New Concepts Under the Bill

In addition to amending the existing law, the Bill also includes certain new concepts, some of which are described below.

Digital Identity

Part 2 of the Bill introduces provisions to regulate the use of “digital verification services”, defined as verification services provided to any extent by means of the internet and requested by an individual to ascertain or verify a fact about that individual and to confirm to another person that the fact about the individual has been ascertained or verified from information provided.   The provisions include the “DVS trust framework” and the “DVS register”, both of which the Secretary of State would be responsible for developing, according to the Bill.  At this stage, it appears individuals would apply to use the digital verification services which would include creating a re-suable digital identity which could then be shared in whole or in part with organisations requiring such information.

Smart Data

Part 3 of the Bill proposes powers for the Secretary of State and the HM Treasury to introduce smart data schemes in consumer markets.  At a general level, a scheme would allow a customer to require a “data holder”, i.e. a business or trader or its owner, provide certain customer data to the customer or a third party.  An existing example of such a scheme is open banking.  The Bill would give the Secretary of State and the HM Treasury powers to create more schemes like this which are intended to create a wider open data economy which the UK government believes should, in turn, benefit consumers and businesses.  At this stage, it is not clear how the Secretary of State and the HM Treasury would apply these provisions, including for example which industry or industries they would focus on.

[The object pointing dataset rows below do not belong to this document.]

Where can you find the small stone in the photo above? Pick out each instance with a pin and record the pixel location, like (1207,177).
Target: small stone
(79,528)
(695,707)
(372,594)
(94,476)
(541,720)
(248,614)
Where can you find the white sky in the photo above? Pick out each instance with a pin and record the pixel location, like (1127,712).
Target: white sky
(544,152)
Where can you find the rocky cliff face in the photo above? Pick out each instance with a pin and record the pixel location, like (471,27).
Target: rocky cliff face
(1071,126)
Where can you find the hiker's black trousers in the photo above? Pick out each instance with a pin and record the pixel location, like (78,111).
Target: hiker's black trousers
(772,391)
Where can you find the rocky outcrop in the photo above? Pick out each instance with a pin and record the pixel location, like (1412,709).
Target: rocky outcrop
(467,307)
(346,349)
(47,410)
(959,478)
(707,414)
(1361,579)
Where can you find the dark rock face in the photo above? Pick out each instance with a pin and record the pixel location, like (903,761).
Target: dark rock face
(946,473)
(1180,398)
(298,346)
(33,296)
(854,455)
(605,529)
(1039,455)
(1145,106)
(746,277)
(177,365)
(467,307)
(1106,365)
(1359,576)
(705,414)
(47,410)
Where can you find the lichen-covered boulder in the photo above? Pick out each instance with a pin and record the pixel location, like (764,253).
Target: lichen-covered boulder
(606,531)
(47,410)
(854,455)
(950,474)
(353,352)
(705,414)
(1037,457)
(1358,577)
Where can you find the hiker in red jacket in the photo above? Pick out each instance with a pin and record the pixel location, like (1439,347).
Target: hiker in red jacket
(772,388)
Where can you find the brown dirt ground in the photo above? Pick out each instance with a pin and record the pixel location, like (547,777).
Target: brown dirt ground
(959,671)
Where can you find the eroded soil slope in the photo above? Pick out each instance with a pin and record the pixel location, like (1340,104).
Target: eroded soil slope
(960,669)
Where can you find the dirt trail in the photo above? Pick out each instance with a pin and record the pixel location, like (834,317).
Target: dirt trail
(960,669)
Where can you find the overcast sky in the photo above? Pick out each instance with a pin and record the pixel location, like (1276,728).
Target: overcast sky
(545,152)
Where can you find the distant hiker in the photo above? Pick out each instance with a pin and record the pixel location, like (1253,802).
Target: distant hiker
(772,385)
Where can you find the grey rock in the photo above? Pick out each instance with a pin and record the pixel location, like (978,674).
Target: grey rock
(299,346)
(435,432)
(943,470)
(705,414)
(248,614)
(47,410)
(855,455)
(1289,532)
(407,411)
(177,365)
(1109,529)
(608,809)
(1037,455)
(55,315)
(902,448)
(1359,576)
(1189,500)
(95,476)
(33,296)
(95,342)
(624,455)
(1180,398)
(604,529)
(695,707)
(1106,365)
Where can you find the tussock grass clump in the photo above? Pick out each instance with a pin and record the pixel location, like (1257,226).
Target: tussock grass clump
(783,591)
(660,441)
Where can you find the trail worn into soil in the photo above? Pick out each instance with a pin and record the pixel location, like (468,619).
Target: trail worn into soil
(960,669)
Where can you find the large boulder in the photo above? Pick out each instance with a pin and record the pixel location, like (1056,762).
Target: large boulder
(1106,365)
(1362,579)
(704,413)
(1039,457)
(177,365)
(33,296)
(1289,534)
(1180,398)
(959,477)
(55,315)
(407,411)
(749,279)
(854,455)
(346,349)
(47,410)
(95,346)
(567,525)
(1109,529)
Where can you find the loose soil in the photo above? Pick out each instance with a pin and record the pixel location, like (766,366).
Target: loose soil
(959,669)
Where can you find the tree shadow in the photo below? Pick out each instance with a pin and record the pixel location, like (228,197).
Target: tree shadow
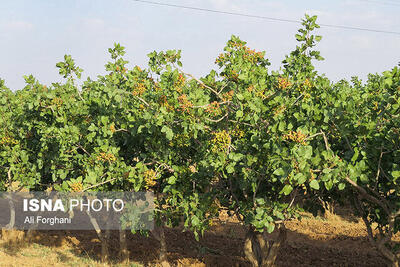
(220,246)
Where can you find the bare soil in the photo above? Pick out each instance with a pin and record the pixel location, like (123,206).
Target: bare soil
(329,241)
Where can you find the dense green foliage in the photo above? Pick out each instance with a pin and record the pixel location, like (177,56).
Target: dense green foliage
(242,138)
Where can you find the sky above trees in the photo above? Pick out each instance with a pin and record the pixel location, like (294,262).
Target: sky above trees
(35,35)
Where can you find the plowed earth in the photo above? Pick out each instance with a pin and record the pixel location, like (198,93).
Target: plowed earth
(329,241)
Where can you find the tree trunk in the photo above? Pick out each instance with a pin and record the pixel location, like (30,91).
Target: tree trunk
(159,234)
(124,252)
(261,252)
(102,237)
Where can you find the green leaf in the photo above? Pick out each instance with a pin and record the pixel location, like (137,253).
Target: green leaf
(287,189)
(314,184)
(168,132)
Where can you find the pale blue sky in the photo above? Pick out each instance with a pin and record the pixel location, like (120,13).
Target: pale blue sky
(35,34)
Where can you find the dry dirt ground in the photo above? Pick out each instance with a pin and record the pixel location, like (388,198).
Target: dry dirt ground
(329,241)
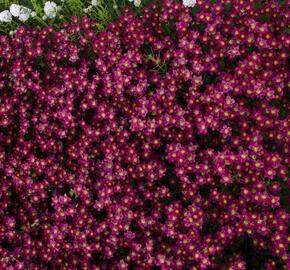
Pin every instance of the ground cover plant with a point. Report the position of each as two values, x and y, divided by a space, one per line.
161 142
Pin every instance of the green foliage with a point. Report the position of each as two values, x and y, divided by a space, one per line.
105 12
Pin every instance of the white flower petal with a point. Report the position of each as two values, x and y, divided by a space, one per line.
5 16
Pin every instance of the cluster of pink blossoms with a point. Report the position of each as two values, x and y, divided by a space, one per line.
160 143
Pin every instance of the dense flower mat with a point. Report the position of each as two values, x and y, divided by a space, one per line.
160 143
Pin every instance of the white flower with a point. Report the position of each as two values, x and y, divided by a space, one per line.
5 16
50 9
189 3
137 3
15 10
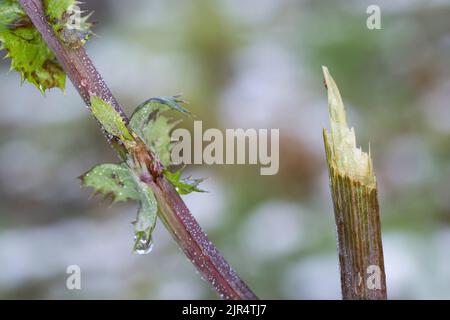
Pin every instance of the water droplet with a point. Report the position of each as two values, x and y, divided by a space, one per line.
144 244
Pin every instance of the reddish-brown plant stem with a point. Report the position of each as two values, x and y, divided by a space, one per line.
173 211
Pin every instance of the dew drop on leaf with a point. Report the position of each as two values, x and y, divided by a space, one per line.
143 245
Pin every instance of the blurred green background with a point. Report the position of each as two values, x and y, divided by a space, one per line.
241 64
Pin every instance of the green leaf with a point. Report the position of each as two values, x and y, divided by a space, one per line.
114 180
121 183
29 54
109 118
146 219
183 186
153 128
55 9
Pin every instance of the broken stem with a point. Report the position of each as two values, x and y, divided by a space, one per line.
355 200
174 213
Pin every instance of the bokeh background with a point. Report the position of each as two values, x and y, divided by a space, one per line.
241 64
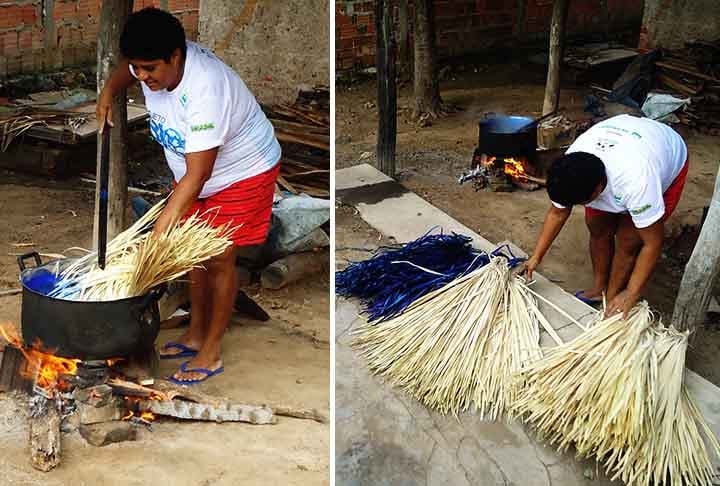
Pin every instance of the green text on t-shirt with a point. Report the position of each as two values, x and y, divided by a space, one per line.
204 126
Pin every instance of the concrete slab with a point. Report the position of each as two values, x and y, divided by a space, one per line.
468 451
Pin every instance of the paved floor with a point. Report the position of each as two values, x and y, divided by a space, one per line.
386 438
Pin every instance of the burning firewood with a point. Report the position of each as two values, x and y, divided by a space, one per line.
258 415
44 434
217 407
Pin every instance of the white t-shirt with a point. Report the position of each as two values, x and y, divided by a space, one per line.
642 158
212 107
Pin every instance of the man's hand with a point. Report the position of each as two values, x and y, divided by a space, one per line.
529 267
103 109
622 302
163 223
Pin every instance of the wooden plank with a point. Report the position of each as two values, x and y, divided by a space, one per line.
682 69
293 126
317 141
54 132
286 185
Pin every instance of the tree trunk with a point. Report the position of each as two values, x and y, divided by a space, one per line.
112 19
387 88
427 86
701 270
557 40
405 59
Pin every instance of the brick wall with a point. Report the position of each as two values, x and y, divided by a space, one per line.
46 35
470 26
670 24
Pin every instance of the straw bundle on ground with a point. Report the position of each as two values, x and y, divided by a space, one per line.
459 345
137 261
395 276
616 393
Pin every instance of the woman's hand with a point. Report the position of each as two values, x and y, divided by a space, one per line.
622 302
529 267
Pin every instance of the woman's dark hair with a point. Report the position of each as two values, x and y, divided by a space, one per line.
573 178
150 34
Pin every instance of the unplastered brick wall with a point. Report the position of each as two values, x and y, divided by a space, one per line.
47 35
670 24
470 26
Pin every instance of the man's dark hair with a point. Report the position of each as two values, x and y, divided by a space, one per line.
150 34
573 178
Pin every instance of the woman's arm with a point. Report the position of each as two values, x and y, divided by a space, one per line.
199 170
554 221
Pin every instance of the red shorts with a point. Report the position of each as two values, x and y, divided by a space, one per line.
247 203
671 196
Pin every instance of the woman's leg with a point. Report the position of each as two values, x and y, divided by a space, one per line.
221 288
628 247
200 312
602 227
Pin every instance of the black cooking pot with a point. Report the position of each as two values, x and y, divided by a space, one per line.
84 330
507 136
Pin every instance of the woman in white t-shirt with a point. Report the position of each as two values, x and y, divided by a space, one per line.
224 156
629 174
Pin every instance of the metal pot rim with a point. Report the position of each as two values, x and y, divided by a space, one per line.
29 270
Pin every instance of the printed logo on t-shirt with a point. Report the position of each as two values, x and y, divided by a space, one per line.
605 144
166 136
204 126
641 209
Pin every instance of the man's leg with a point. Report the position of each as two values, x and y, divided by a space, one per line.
628 247
200 311
602 227
222 288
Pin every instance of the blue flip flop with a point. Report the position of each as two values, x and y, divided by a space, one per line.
579 296
208 373
185 351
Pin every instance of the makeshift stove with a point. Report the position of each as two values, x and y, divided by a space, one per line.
104 404
502 174
505 157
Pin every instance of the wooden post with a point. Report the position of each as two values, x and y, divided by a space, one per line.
112 20
387 89
701 270
557 38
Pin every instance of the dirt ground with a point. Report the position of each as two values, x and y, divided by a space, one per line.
431 158
282 361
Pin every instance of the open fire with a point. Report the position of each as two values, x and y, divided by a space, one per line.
502 173
47 371
54 377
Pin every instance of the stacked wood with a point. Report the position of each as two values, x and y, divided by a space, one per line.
303 129
694 72
24 118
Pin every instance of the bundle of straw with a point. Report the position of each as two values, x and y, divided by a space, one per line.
461 344
137 261
616 392
395 276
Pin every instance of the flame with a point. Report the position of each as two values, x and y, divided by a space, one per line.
514 168
113 361
43 368
147 416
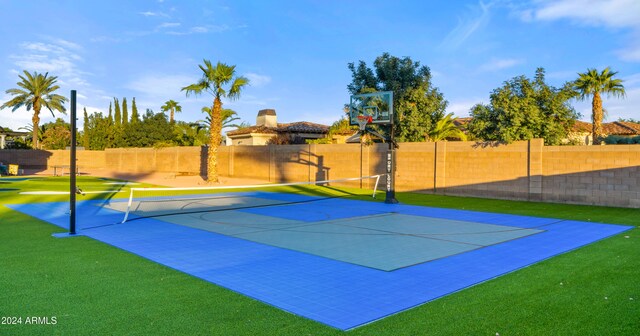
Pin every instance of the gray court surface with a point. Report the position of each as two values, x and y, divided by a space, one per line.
385 242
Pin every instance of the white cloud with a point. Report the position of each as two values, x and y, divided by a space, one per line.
632 52
257 80
614 14
199 29
467 26
105 39
151 14
611 13
499 64
169 25
160 86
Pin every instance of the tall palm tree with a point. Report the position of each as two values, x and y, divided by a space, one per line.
593 83
228 116
445 128
214 80
172 107
36 91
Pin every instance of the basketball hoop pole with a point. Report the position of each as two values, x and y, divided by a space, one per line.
72 167
390 197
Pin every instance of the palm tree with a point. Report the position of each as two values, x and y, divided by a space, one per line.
227 115
213 81
445 128
593 83
36 91
171 106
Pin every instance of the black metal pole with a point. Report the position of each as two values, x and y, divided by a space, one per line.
391 169
72 167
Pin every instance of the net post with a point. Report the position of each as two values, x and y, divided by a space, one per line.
375 187
72 167
126 214
390 197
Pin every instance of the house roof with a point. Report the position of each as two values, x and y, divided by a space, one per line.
295 127
612 128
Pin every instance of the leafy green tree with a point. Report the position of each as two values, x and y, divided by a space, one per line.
154 130
444 129
125 112
524 109
135 118
36 91
417 104
57 135
594 83
214 81
172 107
190 134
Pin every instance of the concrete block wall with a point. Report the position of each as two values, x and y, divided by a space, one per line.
600 175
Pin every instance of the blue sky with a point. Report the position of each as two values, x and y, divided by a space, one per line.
296 52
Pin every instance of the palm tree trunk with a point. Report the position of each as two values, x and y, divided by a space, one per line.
214 143
36 126
597 115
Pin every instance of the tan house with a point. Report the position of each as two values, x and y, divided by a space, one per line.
6 137
268 130
581 132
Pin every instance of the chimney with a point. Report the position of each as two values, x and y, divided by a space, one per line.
267 117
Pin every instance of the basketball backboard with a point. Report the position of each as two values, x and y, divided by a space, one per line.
377 105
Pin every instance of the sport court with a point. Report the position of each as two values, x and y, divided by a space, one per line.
339 261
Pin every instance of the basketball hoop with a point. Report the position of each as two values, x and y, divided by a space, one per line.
363 120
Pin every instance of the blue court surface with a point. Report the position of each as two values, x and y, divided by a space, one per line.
344 263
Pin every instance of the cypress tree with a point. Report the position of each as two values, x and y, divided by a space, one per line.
125 112
110 113
117 116
85 130
134 112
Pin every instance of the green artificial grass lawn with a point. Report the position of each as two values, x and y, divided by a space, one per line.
92 288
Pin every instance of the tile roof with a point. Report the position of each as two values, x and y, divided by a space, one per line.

International Data Transfers

Generally, the principles and obligations regarding international transfers of personal data under the Bill are the same as those under the existing regime.  UK data cannot be transferred to a third country unless the recipient is located in an adequate third country, the transfer is subject appropriate safeguards, or the transfer is made in reliance of a derogation.

With regards adequacy decisions, however, the Bill proposes a different approach by assessing adequacy in the form of the “data protection test”.  The data protection test seeks to establish that the standard of protection provided for data subjects with regard to general processing of personal data in the third country is not materially lower than the standard of the protection provided for data subjects in the UK.  This differs from the current regime which requires that a third country ensures an adequate level of protection of personal data in order to be deemed adequate.  In applying the new proposed data protection test, the Secretary of State would consider, amongst other things, the respect for the rule of law and human rights in the third country, and the existence and powers of an authority responsible for enforcing the protection of personal data in the third country.

With regards appropriate safeguards, such as standard contractual clauses, the Bill confirms that any mechanism lawfully entered into before this draft of the Bill takes effect would continue to be valid.  Therefore, the UK International Data Transfer Agreement and the UK International Data Transfer Addendum should continue to be used as mechanisms for transferring UK data.

Next Steps

As noted above, at the time of writing, the Bill is still with the UK Parliament in draft form and subject to change.  The timeline for implementation of this version of the Bill, or any other amended version of the Bill, is therefore not known.  However, there does appear to be some traction with the consideration of the Bill and if this continues, we could see the Bill implemented within the next year.  To ensure preparedness for the compliance with the Bill, those organisations subject to the UK GDPR should continue to monitor the Bill’s progress and any further amendments proposed to the existing regime.